What are you doing now?
I’m currently an analyst at MICC in Ulaanbaatar, Mongolia through the Princeton in Asia fellowship program. MICC is a financial advisory firm that helps local businesses apply for financing from international financial institutions and private investors. On a day-to-day basis, I produce market studies, business plans and financial models for our clients.
What do you like most about this position?
Because Mongolia’s economy is relatively young and recovering from a years-long recession, much of the affordable lending accessible to our clients comes from international financial institutions (the European Development Bank, Asian Development Bank, World Bank, etc.). Working in a concessionary lending environment has been fascinating, especially after interning in finance in New York City. It has also been exciting working in a country with a very small population (3 million people, of which approximately half reside in Ulaanbaatar), as one can see the political and economic decisions play out almost immediately.
Furthermore, I work on a small team comprised predominantly of women, which is not an experience I had during internships in business and finance while I was in college. The mentorship I have received and friendships I have formed in this position have been incredibly rewarding.
What are a few experiences that helped you realize this post-graduation plan was a good first-step for you?
I knew going into senior year that I wanted to work abroad for at least a year. However, I was not sure how to be deliberate about choosing the type of opportunity I wanted to pursue. I had a resume and cover letter review session at [the Center for Career Development] at the very beginning of senior year. Going over my past academic, extracurricular and professional experiences in the advising session, I was able to clearly map out and identify aspects of different roles that I had liked and excelled in.
Once I had my skills and strengths clearly laid out in front of me, I had much more clarity on what type of job I wanted to apply for. When I heard about the Princeton in Asia position at MICC, I realized that this was in line with what I wanted to do with the skills I already had, and in line with the new skills and experiences I wanted to develop.
Did any previous work experiences play a part in your decision to pursue this role?
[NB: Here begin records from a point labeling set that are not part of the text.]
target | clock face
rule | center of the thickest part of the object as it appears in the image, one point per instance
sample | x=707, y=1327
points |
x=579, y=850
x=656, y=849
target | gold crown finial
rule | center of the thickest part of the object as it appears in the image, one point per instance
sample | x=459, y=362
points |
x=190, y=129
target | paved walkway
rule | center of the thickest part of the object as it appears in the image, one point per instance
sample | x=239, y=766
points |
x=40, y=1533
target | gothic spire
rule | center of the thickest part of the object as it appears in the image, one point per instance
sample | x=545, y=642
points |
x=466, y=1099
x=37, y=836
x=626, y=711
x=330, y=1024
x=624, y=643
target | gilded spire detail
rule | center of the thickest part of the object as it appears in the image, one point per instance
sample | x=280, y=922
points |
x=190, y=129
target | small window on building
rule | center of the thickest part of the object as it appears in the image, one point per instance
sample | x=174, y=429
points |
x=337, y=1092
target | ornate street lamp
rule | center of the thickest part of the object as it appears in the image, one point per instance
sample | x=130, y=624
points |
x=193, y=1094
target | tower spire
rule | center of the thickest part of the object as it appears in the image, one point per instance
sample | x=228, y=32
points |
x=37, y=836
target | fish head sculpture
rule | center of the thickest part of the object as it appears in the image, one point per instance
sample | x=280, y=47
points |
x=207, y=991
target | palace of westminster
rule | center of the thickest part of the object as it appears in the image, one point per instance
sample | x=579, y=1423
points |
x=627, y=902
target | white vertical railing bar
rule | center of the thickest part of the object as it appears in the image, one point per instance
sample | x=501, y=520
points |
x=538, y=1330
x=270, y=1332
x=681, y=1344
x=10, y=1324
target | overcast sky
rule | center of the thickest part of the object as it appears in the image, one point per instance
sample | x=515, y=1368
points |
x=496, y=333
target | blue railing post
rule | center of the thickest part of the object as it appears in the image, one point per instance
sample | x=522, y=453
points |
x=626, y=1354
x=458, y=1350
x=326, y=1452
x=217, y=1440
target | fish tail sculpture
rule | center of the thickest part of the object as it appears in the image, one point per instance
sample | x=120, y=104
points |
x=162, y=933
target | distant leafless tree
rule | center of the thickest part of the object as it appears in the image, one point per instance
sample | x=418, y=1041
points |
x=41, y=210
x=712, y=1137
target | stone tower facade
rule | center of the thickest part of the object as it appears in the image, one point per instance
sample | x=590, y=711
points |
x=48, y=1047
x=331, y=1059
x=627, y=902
I worked as a sales and trading summer analyst at J.P. Morgan the summer after my junior year and as a business development intern at a startup in Singapore the summer after my sophomore year. Both of these experiences showed me that I enjoyed learning new business, finance and economic concepts; being challenged to adapt to different types of work environments; and living in new cities for extended periods of time. These factors all shaped my decision to pursue my current role as an analyst at MICC.